Уже в 1814 г. Румянцев через Лангеля попытался приобрести богатейшее нумизматическое собрание асессора Коллегии древностей в Стокгольме Н. Кедера, где, по слухам, находились русские монеты, несколько позже с помощью харьковского губернатора В. М. Муранова — нумизматическую коллекцию профессора Харьковского университета Г. П. Успенского. Из открытых в начале XIX в. кладов серебряных слитков, поставивших проблему определения их в системе денежного обращения Древней Руси, в коллекцию графа поступает несколько экземпляров: пять через Малиновского, очевидно, из Серпуховского клада 1819 г., и четыре — из Новгородского 1821 г. У профессора М. А. Кроткого (Рязань) через Калайдовича были приобретены найденные под Касимовом татарские монеты. Сотни татарских и русских монет были куплены комиссионерами графа в Москве и на Макарьевской ярмарке, в Троках, Микулине городище и т. д.

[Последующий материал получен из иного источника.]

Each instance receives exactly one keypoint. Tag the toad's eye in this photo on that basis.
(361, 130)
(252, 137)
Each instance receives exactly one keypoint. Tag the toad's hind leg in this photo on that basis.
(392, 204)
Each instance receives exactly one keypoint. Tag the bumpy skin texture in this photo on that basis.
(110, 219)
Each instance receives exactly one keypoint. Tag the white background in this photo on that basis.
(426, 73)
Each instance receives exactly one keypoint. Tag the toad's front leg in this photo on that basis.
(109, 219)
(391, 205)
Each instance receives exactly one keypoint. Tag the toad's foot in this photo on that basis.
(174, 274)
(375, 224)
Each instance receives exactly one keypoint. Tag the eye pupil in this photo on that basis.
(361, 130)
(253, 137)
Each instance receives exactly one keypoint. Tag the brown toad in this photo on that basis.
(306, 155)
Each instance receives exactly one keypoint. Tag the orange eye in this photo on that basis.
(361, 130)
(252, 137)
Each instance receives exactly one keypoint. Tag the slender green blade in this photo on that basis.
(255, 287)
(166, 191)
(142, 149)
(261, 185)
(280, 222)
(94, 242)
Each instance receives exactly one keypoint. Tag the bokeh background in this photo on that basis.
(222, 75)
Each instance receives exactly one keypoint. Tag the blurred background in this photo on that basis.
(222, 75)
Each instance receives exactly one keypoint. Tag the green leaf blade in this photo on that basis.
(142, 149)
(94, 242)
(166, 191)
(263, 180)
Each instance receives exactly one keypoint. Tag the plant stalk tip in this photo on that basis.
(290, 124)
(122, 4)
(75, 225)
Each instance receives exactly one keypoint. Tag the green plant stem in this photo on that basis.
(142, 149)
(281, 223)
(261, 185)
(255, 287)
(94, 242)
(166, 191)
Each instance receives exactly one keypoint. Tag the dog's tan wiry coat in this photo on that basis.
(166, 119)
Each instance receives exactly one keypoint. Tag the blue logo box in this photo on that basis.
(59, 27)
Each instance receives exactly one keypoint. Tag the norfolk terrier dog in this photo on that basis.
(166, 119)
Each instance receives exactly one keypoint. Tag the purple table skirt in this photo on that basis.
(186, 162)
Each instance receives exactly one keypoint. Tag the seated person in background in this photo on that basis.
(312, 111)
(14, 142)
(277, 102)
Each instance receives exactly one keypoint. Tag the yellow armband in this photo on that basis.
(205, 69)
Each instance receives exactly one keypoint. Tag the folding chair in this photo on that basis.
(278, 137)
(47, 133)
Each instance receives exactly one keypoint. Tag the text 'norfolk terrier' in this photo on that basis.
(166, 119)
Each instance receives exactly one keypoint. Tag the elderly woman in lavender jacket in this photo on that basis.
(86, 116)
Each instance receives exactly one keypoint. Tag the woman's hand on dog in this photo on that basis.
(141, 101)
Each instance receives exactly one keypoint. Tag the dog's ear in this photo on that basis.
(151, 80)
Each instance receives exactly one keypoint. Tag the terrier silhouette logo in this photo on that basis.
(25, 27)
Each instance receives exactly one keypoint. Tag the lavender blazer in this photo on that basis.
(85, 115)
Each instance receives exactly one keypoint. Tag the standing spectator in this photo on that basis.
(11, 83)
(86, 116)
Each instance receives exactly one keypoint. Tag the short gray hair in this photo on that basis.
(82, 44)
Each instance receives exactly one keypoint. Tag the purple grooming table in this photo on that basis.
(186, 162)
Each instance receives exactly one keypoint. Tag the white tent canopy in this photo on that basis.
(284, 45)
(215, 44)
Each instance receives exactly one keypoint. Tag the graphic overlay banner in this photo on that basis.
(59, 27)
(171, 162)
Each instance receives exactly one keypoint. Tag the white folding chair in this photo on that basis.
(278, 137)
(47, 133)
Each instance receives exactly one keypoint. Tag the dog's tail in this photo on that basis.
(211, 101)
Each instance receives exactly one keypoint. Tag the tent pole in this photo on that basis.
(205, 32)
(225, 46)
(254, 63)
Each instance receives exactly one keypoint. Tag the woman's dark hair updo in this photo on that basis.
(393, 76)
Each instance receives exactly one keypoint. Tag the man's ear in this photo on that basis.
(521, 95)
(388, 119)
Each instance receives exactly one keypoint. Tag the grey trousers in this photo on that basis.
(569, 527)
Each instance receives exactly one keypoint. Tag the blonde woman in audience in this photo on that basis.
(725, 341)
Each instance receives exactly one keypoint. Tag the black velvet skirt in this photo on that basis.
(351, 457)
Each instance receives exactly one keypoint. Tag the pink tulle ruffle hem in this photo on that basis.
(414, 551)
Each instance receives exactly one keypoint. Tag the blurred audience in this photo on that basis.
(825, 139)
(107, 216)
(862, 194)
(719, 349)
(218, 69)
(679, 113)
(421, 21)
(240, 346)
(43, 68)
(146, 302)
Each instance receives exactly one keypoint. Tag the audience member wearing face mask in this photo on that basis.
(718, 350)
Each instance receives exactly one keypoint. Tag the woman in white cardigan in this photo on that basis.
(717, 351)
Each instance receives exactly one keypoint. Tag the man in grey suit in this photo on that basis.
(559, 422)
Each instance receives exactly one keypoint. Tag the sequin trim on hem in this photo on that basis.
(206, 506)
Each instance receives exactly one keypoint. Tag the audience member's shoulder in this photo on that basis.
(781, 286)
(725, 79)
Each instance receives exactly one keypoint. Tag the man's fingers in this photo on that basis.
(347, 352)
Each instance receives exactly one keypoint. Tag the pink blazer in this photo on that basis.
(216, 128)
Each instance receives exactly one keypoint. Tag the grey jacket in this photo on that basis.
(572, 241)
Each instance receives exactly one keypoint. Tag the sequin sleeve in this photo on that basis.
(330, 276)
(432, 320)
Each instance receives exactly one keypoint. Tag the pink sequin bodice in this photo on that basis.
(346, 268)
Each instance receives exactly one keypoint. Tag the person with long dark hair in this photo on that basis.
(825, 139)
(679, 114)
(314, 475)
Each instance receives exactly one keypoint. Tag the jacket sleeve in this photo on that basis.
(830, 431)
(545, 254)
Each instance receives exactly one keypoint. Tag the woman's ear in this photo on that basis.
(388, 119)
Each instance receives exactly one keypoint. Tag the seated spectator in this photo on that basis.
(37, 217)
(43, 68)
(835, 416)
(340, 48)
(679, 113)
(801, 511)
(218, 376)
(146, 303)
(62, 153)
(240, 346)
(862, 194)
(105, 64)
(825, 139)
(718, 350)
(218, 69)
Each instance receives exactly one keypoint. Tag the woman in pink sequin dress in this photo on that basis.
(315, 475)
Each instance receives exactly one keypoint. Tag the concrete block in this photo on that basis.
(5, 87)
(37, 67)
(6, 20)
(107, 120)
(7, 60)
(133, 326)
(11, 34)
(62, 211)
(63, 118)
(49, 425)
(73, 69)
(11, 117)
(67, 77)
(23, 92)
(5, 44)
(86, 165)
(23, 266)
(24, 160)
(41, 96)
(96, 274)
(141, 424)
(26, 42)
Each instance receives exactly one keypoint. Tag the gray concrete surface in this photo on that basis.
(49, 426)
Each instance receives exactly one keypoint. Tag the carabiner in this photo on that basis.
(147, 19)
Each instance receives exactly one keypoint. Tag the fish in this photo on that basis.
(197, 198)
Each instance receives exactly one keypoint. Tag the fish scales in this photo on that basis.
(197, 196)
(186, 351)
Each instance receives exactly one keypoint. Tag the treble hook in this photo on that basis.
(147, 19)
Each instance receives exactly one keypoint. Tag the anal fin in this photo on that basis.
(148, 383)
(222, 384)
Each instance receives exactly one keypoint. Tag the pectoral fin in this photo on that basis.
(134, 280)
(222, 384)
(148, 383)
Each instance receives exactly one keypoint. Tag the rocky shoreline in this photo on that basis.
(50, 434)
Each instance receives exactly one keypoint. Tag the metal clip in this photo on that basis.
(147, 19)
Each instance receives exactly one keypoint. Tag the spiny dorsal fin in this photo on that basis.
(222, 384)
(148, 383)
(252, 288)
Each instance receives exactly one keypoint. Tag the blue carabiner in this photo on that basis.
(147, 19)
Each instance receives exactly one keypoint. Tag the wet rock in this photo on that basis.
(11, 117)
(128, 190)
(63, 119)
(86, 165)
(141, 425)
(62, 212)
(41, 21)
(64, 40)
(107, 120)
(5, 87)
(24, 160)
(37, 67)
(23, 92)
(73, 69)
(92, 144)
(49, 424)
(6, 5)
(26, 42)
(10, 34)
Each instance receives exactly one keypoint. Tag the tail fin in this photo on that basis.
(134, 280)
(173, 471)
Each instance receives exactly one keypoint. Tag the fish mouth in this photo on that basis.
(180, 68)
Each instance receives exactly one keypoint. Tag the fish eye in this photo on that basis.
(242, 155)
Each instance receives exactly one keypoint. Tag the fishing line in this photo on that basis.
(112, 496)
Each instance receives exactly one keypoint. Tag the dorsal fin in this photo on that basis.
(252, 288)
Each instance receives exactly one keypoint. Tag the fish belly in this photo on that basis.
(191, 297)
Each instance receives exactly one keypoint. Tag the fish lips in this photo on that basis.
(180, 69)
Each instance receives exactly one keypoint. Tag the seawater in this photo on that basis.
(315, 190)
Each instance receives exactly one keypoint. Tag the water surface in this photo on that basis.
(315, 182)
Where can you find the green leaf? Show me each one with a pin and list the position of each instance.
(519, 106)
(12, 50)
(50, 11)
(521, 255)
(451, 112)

В ходе таких разысканий и приобретений члены кружка не однажды получали возможность знакомиться с известными в то время нумизматическими собраниями, позже оказавшимися распыленными. Большая часть таких коллекций, очевидно, была создана на базе крупных монетных и других кладов. Так, по сведениям, собранным для Румянцева архимандритом Тимофеем, мешок монет, проданный на рынке наследниками исправника Ольшанского, представлял собой остатки части попавшего к нему клада татарских монет, обнаруженного в Харькове. Часть нумизматического собрания В. Щита также составили монеты, найденные в Дризинском повете (район Орши) при рытье колодца. Остатками такого клада могли быть и 1228 монет, привезенные купцом Надуевым с Макарьевской ярмарки. Из них Румянцев купил «небольшое число серебряных копеечек»[110].

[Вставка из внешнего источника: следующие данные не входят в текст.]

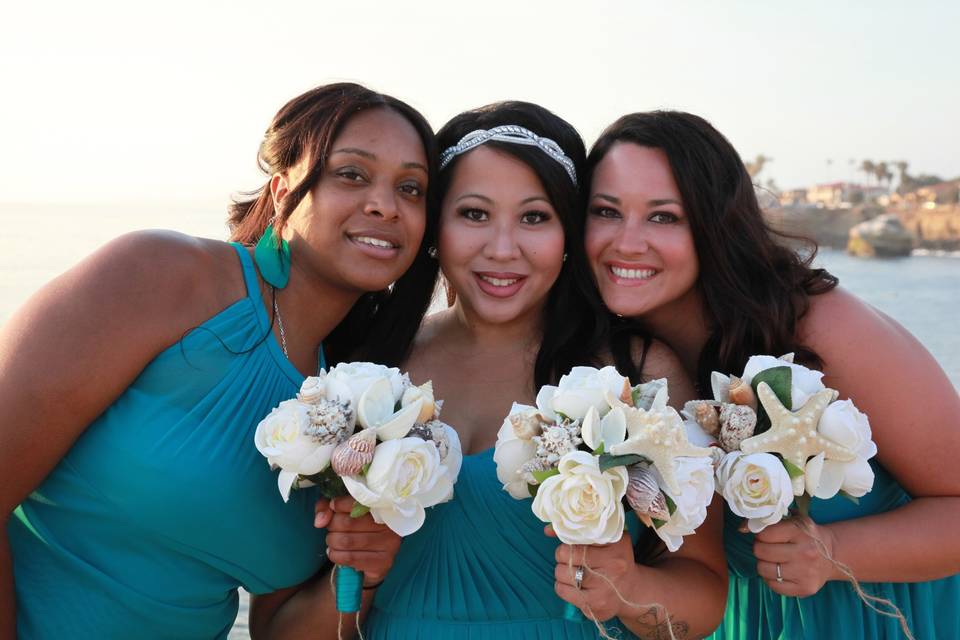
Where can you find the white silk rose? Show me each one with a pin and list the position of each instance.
(583, 504)
(695, 477)
(284, 438)
(582, 388)
(843, 423)
(513, 451)
(804, 382)
(405, 476)
(358, 376)
(756, 487)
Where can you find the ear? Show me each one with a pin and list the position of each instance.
(279, 187)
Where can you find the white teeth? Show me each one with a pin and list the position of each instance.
(500, 282)
(376, 242)
(635, 274)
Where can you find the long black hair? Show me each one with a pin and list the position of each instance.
(754, 287)
(570, 327)
(381, 325)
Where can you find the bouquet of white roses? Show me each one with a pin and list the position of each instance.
(785, 438)
(364, 429)
(594, 440)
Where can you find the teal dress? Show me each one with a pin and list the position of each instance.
(163, 506)
(755, 612)
(480, 568)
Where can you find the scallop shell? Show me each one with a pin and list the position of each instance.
(644, 495)
(350, 457)
(526, 424)
(737, 423)
(742, 393)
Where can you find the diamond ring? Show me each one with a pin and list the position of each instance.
(578, 577)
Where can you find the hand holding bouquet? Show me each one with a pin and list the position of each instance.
(364, 429)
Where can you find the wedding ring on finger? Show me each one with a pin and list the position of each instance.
(578, 578)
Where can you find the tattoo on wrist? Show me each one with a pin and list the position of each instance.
(652, 628)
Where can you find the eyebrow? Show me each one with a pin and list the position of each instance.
(370, 156)
(651, 203)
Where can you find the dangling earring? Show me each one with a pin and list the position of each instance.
(272, 255)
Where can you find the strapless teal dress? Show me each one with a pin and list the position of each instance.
(480, 568)
(163, 507)
(754, 612)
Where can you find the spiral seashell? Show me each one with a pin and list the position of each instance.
(350, 457)
(737, 423)
(741, 393)
(526, 425)
(706, 416)
(644, 495)
(312, 391)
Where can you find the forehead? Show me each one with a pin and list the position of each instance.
(493, 172)
(629, 167)
(383, 132)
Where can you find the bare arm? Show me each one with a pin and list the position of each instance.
(74, 347)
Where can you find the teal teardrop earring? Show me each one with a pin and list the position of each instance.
(272, 255)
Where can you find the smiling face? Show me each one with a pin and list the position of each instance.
(360, 227)
(501, 242)
(638, 239)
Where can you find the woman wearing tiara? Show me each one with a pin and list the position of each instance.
(520, 315)
(134, 502)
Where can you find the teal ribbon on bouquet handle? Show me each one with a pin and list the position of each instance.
(349, 589)
(572, 613)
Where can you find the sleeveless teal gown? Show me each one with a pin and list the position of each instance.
(754, 612)
(480, 568)
(163, 507)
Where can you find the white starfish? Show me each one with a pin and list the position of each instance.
(657, 435)
(794, 435)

Научно-историческая ценность вещественных памятников у сотрудников Румянцева не вызывала сомнений. Постепенно они начали выходить за рамки традиционного собирания, ставя перед собой задачу источниковедческой интерпретации обнаруженных находок. Одним из наиболее ярких примеров такого подхода к вещественным памятникам была попытка изучить Черниговскую гривну.

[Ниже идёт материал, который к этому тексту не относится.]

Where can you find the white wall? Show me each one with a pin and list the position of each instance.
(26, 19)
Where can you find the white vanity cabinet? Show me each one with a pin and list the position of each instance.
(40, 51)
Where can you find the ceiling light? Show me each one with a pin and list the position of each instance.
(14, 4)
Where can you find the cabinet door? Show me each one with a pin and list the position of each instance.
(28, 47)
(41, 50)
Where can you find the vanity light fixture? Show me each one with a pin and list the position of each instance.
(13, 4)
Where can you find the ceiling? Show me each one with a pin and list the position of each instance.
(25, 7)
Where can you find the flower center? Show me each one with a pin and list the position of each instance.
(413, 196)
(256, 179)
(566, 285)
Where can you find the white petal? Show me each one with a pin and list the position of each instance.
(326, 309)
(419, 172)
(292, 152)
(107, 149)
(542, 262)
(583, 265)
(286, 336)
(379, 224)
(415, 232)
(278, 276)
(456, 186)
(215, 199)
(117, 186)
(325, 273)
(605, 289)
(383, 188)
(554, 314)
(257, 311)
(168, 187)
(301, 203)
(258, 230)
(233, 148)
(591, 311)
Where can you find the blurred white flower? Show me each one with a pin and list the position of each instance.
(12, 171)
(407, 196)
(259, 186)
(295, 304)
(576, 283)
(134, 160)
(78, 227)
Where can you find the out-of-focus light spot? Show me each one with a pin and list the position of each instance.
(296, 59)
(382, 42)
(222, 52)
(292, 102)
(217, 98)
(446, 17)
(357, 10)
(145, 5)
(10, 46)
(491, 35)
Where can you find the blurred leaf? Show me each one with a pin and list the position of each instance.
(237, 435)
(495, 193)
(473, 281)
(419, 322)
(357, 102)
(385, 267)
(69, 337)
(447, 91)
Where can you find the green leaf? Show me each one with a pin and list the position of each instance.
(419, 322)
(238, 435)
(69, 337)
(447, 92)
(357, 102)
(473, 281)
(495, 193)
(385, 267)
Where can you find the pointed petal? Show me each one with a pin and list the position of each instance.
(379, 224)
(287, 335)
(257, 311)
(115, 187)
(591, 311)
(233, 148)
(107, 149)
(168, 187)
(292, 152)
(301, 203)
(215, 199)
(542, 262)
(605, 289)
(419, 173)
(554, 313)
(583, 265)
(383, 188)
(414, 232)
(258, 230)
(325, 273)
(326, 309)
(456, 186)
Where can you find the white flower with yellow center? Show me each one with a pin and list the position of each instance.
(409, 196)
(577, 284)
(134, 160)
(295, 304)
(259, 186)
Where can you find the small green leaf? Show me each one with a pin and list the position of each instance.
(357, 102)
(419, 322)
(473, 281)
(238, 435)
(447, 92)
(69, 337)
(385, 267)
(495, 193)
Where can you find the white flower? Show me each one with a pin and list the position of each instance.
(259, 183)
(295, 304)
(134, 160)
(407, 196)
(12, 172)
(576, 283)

Золотая круглая медаль, представляющая собой амулет — «змеевик» с русской колончатой именной надписью и круговой греческой по сторонам изображения архангела Михаила на одной стороне и с изображением медузы и русской и греческой надписями — на другой, привлекла внимание современников сразу же после ее открытия в 1821 г. Назначение, изображения и надписи этого памятника получили противоречивые объяснения. В ней видели монету или украшение русского происхождения, амулет, византийский талисман, древний знак отличия и т. д.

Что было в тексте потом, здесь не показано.